Posted - 2003-05-28 : 08:31:37
Hi,

I created a metatabel which describes tables which are dynamically created with Create table. When a field is added in this metatable the field should be added in the table.

when this happens the column is added at the end of the table. This is not what i want. I want to add it on a certain position in the table. Before some meta fields.

I know it's not possible to add a column with alter table. A option is to create temp table, copy data and rename the temp table. This is for me a difficult way to program (because of the metatable and the different ways the tables are created in our tool).

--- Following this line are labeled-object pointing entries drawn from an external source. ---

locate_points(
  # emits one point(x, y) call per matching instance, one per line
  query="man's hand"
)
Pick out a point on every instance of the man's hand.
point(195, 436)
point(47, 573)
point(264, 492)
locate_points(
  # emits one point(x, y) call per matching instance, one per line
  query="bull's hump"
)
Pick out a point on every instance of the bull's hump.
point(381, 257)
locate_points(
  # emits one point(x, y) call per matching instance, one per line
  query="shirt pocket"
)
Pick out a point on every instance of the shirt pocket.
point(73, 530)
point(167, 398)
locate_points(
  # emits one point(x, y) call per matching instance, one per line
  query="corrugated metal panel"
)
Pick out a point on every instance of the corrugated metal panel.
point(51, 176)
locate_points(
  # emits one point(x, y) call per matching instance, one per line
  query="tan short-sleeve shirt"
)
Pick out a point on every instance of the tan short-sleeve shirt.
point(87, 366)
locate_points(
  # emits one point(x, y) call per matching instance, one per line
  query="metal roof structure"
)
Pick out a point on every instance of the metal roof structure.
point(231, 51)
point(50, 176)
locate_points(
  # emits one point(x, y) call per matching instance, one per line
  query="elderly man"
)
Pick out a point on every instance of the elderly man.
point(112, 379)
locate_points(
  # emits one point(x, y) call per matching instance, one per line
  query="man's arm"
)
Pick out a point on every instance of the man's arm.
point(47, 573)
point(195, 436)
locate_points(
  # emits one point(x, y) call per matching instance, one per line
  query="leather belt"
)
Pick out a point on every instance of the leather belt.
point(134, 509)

Is het possible to split a table?
Are there other ways to add a column not at the end?

thx

Hennie






jsmith8858
Dr. Cross Join

7423 Posts

Posted - 2003-05-28 : 08:35:06
Why are you adding COLUMNS to your metatable? You should be adding ROWS of data, not COLUMNS.

SQL is designed to store/retrieve data dynamically in different rows, not columns.

In your metatable, you should have a structure something like this:

TableName
FieldName
attribute1
attribute2
..etc..

(primary key of tablename/fieldname)


Then you can have as many fields as you like, and also as many attributes as you like to describe that field. Don't add COLUMNS to your table as more data is accumulated, as more rows. Only add more columns if the TYPE of data you are accumulating CHANGES.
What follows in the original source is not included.